Acredita-se que Lagos Lidimo, diretor do SISE, Serviços de Informação e Segurança do Estado, desde janeiro de 2017, seja o indivíduo "F". Substituiu Gregório Leão, o indivíduo "E". Na altura disse que não tinha recebido "qualquer registo relacionado as empresas de Moçambique desde que assumiu o cargo." A ONG CIP acredita que assumiu essa posição para proteger Filipe Nyusi, hoje chefe de Estado.
Foto: Ferhat Momad
Indivíduo "K"
Salvador Ntumuke é ministro da Defesa desde de 2015. Diz que não recebeu qualquer registo relacionado com as empresas moçambicanas desde que assumiu o cargo. O relatório da Kroll diz que informações fornecidas pelo Ministério da Defesa, Ematum e a fornecedores de material militar não coincidem. Em jogo estariam 500 milhões de dólares. O ministro garante que não recebeu dinheiro nem equipamento.
Foto: Ferhat Momad
Indivíduo "L"
Víctor Bernardo foi vice-ministro da Planificação e Desenvolvimento no Governo de Armando Guebuza. E na qualidade de presidente do conselho de administração da ProIndicus, terá assinado os termos e condições financeiras para a contratação do primeiro empréstimo da ProIndicus ao banco Credit Suisse, juntamente com Maria Isaltina de Sales Lucas.
Foto: Ferhat Momade
Indivíduo "R"
Alberto Ricardo Mondlane, ex-ministro do Interior, terá assinado em nome do Estado o contrato de concessão da ProIndicus, juntamente com Nyusi, Chang e Rosário. Um email citado pela justiça dos EUA deixa a entender que titulares de alguns ministérios moçambicanos envolvidos no caso, entre eles o do Interior, iriam querer a sua "fatia de bolo" enquanto estivessem no Governo.
Foto: DW/B . Jaquete
Indivíduo "Q"
Filipe Nyusi, na altura ministro da Defesa, seria identificado como indivíduo "Q" no relatório. Uma carta publicada em 2019 pela imprensa moçambicana revela que Nyusi terá instruído os responsáveis da Ematum, MAM e ProIndicus a fazerem o empréstimo. Afinal, parte dessas empresas estavam sob tutela do seu ministério.

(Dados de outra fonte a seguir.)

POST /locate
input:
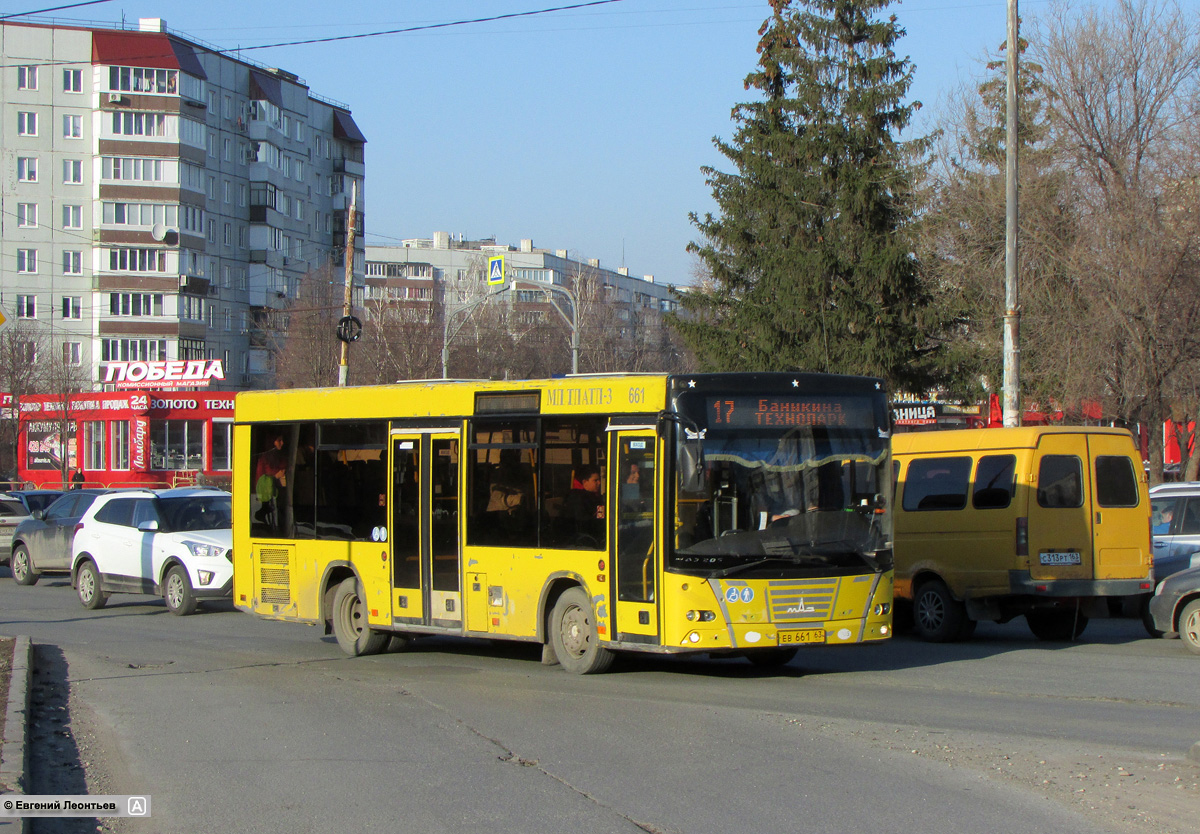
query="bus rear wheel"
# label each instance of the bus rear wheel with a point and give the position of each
(1056, 624)
(351, 622)
(574, 635)
(936, 616)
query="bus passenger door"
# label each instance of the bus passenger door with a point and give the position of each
(635, 553)
(406, 533)
(424, 534)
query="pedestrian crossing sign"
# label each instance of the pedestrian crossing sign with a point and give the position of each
(496, 270)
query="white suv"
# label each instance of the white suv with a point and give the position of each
(174, 543)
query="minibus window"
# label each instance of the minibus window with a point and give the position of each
(1115, 483)
(995, 478)
(1060, 481)
(936, 484)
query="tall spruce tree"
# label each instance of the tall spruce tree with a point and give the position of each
(810, 262)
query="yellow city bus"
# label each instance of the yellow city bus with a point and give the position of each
(723, 514)
(994, 523)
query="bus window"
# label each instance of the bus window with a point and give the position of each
(1115, 481)
(502, 467)
(995, 481)
(936, 484)
(1060, 481)
(574, 480)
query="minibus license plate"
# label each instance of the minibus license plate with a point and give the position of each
(1061, 558)
(802, 636)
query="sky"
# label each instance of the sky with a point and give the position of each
(583, 130)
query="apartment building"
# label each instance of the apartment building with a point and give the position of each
(160, 193)
(448, 270)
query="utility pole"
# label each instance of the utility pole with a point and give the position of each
(1012, 405)
(343, 366)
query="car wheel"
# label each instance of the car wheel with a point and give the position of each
(177, 592)
(351, 622)
(1147, 622)
(1189, 627)
(1056, 625)
(936, 616)
(89, 588)
(574, 635)
(22, 569)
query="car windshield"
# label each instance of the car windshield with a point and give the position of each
(195, 513)
(41, 501)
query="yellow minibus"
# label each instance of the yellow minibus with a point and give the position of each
(995, 523)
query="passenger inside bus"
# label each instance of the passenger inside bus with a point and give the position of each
(583, 507)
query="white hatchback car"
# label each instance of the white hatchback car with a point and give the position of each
(173, 543)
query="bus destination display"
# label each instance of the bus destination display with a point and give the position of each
(789, 411)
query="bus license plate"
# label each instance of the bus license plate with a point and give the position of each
(802, 636)
(1060, 558)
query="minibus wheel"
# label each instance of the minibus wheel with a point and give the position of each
(937, 617)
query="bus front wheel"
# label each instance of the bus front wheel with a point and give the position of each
(574, 635)
(351, 622)
(936, 616)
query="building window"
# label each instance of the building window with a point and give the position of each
(177, 444)
(137, 261)
(192, 309)
(27, 261)
(126, 168)
(142, 79)
(27, 215)
(135, 304)
(72, 172)
(94, 444)
(191, 348)
(120, 448)
(72, 263)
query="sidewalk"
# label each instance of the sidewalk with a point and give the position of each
(13, 753)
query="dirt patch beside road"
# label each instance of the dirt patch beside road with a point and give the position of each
(6, 645)
(1131, 791)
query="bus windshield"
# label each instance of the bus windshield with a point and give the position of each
(791, 501)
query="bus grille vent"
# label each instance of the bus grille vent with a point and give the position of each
(802, 600)
(273, 556)
(275, 595)
(274, 576)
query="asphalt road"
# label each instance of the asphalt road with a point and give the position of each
(232, 723)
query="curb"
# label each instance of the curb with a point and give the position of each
(13, 753)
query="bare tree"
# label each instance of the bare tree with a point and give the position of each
(21, 343)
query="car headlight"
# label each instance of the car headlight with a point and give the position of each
(203, 551)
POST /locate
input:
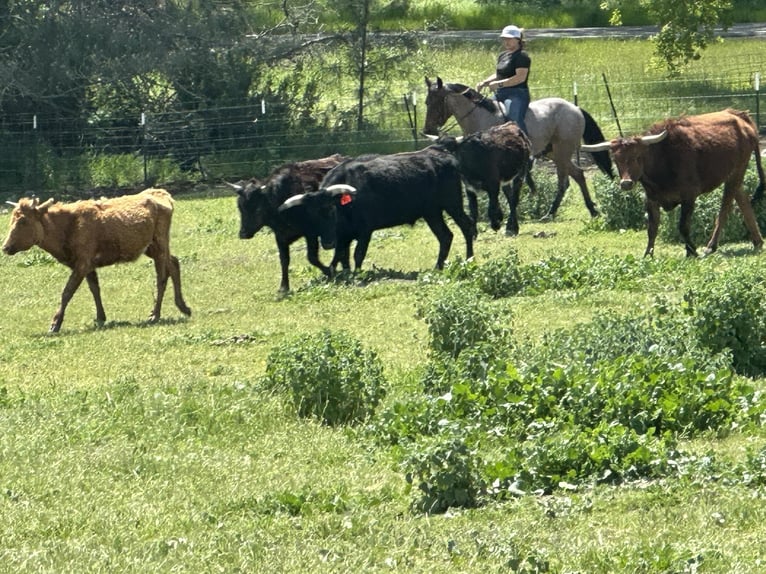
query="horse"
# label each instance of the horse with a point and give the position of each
(555, 127)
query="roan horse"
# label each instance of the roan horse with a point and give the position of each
(551, 122)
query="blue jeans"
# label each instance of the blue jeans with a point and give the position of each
(516, 103)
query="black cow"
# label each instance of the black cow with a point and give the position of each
(375, 192)
(259, 203)
(490, 159)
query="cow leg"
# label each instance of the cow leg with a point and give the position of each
(652, 225)
(284, 262)
(360, 251)
(341, 255)
(439, 228)
(530, 181)
(72, 284)
(312, 253)
(720, 220)
(95, 290)
(511, 192)
(174, 269)
(576, 173)
(746, 207)
(563, 184)
(473, 208)
(467, 227)
(161, 270)
(685, 227)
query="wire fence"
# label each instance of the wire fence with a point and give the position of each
(249, 139)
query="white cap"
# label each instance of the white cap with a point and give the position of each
(511, 32)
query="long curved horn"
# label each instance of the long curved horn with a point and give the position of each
(341, 188)
(593, 148)
(656, 138)
(234, 186)
(292, 201)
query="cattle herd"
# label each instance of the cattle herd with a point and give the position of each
(338, 200)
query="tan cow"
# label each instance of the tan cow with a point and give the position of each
(86, 235)
(680, 159)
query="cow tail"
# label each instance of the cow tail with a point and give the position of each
(593, 135)
(761, 179)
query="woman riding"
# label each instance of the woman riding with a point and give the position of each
(510, 78)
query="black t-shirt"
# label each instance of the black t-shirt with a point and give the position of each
(509, 62)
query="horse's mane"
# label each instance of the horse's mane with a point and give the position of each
(475, 97)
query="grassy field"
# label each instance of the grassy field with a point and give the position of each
(156, 448)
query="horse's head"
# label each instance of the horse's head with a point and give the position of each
(437, 110)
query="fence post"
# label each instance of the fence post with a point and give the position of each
(611, 103)
(35, 145)
(143, 146)
(758, 100)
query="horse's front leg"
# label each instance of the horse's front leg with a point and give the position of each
(72, 284)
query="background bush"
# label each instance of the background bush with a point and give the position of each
(329, 376)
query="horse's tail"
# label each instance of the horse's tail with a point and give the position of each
(593, 135)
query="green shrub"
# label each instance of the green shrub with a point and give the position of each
(728, 312)
(619, 209)
(444, 472)
(533, 206)
(705, 213)
(329, 375)
(459, 316)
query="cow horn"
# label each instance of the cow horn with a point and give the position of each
(292, 201)
(341, 188)
(593, 148)
(656, 138)
(234, 186)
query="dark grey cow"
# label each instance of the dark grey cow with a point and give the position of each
(376, 192)
(259, 201)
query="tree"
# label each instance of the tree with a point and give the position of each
(686, 27)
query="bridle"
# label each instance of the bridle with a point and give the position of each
(458, 120)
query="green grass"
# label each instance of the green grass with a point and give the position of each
(137, 448)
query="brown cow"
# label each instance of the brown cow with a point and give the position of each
(89, 234)
(683, 158)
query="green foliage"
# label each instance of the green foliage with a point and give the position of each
(619, 209)
(330, 376)
(444, 472)
(684, 30)
(728, 312)
(706, 210)
(533, 206)
(458, 317)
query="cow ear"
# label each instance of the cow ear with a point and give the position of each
(341, 189)
(42, 208)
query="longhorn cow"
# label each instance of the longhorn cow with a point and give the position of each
(680, 159)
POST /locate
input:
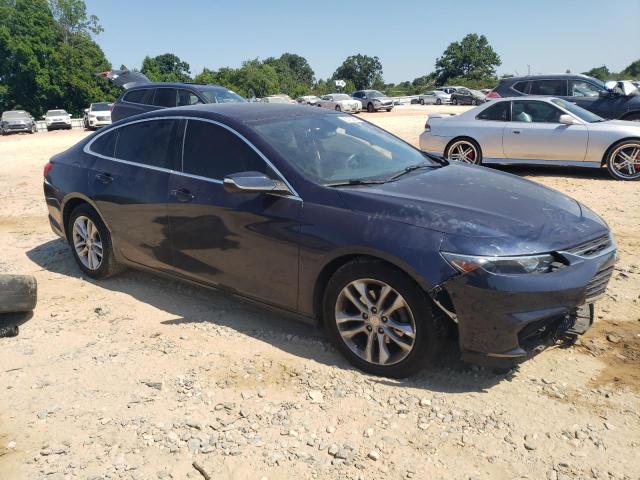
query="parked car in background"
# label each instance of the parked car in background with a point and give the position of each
(434, 97)
(141, 95)
(57, 119)
(328, 216)
(97, 115)
(449, 90)
(373, 100)
(466, 96)
(613, 100)
(279, 98)
(536, 131)
(340, 102)
(13, 121)
(308, 100)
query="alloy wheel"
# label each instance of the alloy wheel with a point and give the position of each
(375, 321)
(463, 151)
(625, 160)
(87, 242)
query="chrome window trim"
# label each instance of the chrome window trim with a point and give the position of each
(87, 149)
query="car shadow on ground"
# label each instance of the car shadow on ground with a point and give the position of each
(555, 171)
(199, 305)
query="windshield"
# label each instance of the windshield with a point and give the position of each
(220, 95)
(99, 107)
(579, 112)
(331, 148)
(14, 115)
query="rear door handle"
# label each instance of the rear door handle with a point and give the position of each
(182, 195)
(104, 177)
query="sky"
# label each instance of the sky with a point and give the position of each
(407, 35)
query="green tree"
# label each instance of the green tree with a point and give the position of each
(601, 73)
(73, 20)
(39, 69)
(472, 58)
(632, 70)
(166, 68)
(364, 71)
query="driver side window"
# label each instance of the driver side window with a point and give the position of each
(534, 112)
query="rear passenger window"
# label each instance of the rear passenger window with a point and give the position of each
(522, 87)
(139, 96)
(498, 112)
(151, 143)
(213, 152)
(185, 98)
(105, 143)
(547, 87)
(165, 97)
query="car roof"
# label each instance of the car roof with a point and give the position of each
(173, 85)
(240, 112)
(560, 76)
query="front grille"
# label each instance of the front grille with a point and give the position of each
(598, 284)
(591, 248)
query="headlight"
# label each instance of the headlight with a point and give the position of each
(504, 265)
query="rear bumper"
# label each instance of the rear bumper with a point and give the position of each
(504, 319)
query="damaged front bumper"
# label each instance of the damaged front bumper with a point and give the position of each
(504, 319)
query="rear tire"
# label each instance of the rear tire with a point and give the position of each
(416, 322)
(623, 160)
(107, 266)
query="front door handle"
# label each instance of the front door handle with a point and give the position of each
(104, 177)
(182, 195)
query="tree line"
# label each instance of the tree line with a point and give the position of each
(48, 59)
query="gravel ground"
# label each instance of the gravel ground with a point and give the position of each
(137, 377)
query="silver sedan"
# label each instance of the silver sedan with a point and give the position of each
(536, 131)
(434, 97)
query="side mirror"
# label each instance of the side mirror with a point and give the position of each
(253, 182)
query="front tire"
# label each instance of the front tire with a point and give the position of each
(91, 244)
(464, 150)
(623, 160)
(380, 319)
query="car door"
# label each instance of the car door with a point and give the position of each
(129, 183)
(242, 242)
(535, 133)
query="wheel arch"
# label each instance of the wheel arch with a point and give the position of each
(462, 137)
(71, 202)
(334, 264)
(603, 161)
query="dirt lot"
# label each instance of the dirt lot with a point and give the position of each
(136, 377)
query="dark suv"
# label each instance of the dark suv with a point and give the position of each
(619, 100)
(142, 96)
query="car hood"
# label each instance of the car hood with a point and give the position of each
(479, 211)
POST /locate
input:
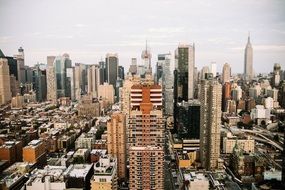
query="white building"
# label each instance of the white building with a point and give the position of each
(229, 142)
(49, 178)
(105, 174)
(85, 141)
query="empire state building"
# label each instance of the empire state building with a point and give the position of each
(248, 54)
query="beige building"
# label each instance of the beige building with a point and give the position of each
(210, 121)
(146, 137)
(106, 91)
(17, 101)
(93, 77)
(116, 139)
(5, 89)
(105, 174)
(146, 167)
(51, 80)
(229, 142)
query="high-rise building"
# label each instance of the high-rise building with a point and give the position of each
(214, 69)
(133, 67)
(93, 76)
(70, 78)
(20, 57)
(61, 63)
(102, 72)
(5, 89)
(210, 120)
(167, 82)
(189, 120)
(112, 63)
(116, 131)
(248, 61)
(121, 72)
(146, 60)
(40, 82)
(146, 137)
(183, 76)
(276, 75)
(226, 73)
(51, 79)
(204, 71)
(226, 95)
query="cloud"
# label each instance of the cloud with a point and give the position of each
(6, 39)
(80, 25)
(269, 48)
(168, 30)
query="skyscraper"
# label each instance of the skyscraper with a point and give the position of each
(116, 131)
(146, 60)
(210, 117)
(39, 82)
(20, 57)
(166, 80)
(70, 75)
(112, 63)
(248, 61)
(183, 77)
(5, 90)
(121, 72)
(214, 69)
(146, 137)
(51, 79)
(61, 63)
(93, 77)
(185, 64)
(226, 73)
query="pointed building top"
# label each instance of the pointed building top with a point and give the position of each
(248, 38)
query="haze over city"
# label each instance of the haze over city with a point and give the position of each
(87, 30)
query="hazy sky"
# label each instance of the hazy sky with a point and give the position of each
(88, 29)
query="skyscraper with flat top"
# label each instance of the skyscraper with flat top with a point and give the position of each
(116, 131)
(5, 90)
(210, 121)
(226, 76)
(112, 63)
(248, 61)
(146, 137)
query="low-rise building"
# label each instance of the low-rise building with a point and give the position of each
(79, 175)
(229, 142)
(49, 178)
(105, 174)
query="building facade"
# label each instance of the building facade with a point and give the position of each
(210, 117)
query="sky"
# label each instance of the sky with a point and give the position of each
(89, 29)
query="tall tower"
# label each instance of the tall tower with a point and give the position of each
(51, 79)
(226, 73)
(116, 130)
(146, 59)
(210, 114)
(93, 77)
(112, 63)
(146, 137)
(183, 77)
(248, 61)
(5, 89)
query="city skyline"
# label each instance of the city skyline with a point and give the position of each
(89, 36)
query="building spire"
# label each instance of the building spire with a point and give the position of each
(248, 38)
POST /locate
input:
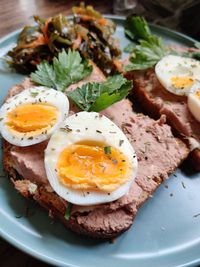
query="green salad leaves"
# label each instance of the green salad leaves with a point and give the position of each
(147, 49)
(65, 70)
(150, 48)
(98, 96)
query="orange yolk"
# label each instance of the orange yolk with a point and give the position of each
(88, 167)
(33, 118)
(197, 94)
(182, 82)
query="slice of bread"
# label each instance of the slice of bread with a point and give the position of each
(159, 154)
(156, 101)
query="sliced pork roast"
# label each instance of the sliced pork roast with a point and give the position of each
(159, 154)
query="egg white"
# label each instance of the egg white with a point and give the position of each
(170, 66)
(84, 126)
(38, 95)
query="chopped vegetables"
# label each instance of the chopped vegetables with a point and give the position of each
(88, 32)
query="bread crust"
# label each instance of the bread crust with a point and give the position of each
(80, 222)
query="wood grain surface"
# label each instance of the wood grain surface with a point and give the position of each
(15, 14)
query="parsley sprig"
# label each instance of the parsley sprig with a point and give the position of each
(150, 48)
(66, 69)
(98, 96)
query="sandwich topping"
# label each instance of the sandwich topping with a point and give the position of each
(86, 162)
(33, 115)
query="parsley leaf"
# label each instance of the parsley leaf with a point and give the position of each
(98, 96)
(150, 48)
(66, 69)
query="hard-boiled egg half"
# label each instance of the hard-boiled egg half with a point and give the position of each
(178, 74)
(89, 160)
(31, 116)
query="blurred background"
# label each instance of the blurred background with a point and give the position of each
(175, 14)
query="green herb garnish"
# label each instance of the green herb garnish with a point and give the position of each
(150, 48)
(65, 70)
(68, 211)
(98, 96)
(107, 149)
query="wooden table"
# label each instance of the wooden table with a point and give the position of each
(13, 15)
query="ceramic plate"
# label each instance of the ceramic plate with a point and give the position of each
(166, 231)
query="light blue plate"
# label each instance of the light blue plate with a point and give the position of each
(165, 232)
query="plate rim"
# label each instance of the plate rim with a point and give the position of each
(28, 250)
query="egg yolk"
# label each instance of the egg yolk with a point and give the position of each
(34, 118)
(197, 94)
(182, 82)
(90, 167)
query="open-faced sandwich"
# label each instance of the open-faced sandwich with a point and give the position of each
(167, 82)
(72, 140)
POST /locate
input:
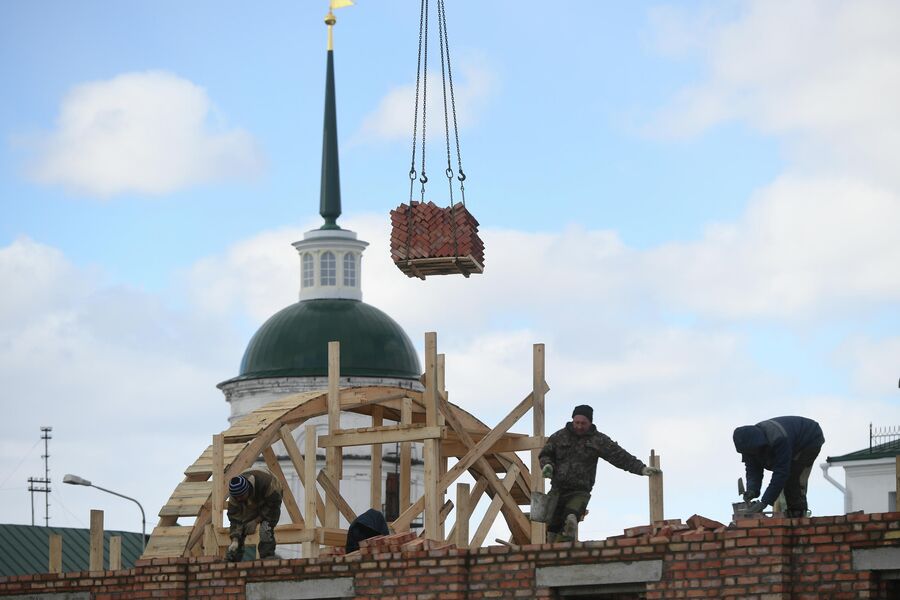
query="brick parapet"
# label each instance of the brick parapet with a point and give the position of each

Hoje Presidente da República, Nyusi nunca esclareceu a sua participação no caso.
Foto: picture-alliance/Anadolu Agency/M. Yalcin
Indivíduo "U"
Supõe-se que Ernesto Gove, ex-governador do Banco de Moçambique, seja o indivíduo "U". Terá sido uma das entidades que autorizou a contração dos empréstimos. E neste contexto, em abril de 2019 foi constituído arguido no processo judicial sobre as dívidas ocultas. Entretanto, em 2016 Gove terá dito que não tinha conhecimento do caso das dívidas. (galeria em atualização)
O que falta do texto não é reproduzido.